Per la Consipe si tratta dell'ennesimo episodio di violenza ai danni del personale di polizia penitenziaria, che il sindacato descrive come costretto a operare quotidianamente in condizioni sempre più difficili all'interno degli istituti di pena, segnate – secondo la denuncia sindacale – da carenza di organico, sovraffollamento delle strutture detentive e crescente aggressività della popolazione ristretta.

Il vicepresidente della Consipe, Francesco Davide Scaduto, ha espresso «piena solidarietà e vicinanza» ai tre agenti coinvolti nell'episodio, augurando loro «una pronta guarigione» e ringraziandoli per «il coraggio, la professionalità e il senso dello Stato dimostrati nell'adempimento del proprio dovere».

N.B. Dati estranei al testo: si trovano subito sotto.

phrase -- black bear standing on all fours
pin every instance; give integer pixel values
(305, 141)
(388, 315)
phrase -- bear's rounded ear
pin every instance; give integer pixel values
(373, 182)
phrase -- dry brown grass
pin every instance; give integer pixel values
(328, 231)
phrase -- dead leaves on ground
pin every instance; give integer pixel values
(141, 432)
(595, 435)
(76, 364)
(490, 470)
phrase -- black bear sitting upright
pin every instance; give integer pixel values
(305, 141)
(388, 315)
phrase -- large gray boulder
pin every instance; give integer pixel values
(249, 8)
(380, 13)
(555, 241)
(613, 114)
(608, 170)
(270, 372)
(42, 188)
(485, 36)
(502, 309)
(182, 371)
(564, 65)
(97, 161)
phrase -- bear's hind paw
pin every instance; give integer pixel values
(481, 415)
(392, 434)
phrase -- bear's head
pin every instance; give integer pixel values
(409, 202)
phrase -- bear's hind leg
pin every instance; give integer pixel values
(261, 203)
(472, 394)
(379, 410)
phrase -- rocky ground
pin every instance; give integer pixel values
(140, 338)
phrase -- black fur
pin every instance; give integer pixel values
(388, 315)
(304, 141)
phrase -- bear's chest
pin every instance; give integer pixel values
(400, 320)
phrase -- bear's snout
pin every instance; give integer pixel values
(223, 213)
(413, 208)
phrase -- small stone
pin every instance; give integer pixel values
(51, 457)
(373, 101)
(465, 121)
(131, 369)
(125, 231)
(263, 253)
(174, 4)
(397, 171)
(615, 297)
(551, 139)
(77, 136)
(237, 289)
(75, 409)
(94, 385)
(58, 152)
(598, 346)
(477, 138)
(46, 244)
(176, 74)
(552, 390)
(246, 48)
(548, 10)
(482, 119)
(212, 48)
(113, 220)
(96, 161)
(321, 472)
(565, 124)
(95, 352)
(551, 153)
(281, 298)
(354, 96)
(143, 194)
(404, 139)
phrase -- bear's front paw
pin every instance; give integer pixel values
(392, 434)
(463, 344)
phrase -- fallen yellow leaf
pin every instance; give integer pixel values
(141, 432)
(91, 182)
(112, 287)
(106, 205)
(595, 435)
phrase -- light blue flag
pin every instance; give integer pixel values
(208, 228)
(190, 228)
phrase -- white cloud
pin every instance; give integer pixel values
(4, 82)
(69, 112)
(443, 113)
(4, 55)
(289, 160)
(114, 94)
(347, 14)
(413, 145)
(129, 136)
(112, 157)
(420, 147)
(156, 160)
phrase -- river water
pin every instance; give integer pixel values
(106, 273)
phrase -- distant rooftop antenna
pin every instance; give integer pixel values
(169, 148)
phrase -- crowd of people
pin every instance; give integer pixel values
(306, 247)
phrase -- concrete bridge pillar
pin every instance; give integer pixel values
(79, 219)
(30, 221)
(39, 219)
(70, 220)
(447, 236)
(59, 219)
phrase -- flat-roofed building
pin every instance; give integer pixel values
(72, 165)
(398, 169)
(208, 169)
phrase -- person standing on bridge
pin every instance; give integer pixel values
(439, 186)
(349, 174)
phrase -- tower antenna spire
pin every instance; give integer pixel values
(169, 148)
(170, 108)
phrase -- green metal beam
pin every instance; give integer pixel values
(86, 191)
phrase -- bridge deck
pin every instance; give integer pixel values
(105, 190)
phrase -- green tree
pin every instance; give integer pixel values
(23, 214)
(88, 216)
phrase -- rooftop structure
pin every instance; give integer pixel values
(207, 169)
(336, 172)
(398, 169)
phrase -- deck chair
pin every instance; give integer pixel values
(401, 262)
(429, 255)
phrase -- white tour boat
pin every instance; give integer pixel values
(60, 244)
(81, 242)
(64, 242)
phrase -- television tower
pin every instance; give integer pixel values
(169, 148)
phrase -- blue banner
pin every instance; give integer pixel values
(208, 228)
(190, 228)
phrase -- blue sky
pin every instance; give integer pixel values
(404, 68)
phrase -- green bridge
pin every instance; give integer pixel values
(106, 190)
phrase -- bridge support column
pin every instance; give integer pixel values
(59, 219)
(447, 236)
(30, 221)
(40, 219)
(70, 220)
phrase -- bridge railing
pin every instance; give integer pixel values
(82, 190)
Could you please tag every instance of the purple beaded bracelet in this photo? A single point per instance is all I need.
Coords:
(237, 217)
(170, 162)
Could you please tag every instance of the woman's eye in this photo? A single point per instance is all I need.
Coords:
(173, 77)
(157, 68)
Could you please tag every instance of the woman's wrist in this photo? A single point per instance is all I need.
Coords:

Nel comunicato, la Consipe rinnova inoltre l'appello al governo, al parlamento e all'amministrazione penitenziaria affinché vengano adottati «con urgenza interventi legislativi e organizzativi concreti per garantire una maggiore tutela degli operatori penitenziari». Tra le richieste avanzate dal sindacato figurano pene più severe per chi aggredisce appartenenti alle forze di polizia nell'esercizio delle loro funzioni, la certezza della sanzione disciplinare nei confronti dei detenuti responsabili di atti di violenza, il rafforzamento degli strumenti di prevenzione e sicurezza all'interno degli istituti e il superamento delle carenze di organico che, secondo il sindacato, gravano sull'intero sistema penitenziario.

La Consipe ha infine dichiarato che continuerà a sostenere con determinazione ogni iniziativa finalizzata a garantire condizioni di lavoro più sicure e il pieno riconoscimento della professionalità delle donne e degli uomini della Polizia Penitenziaria.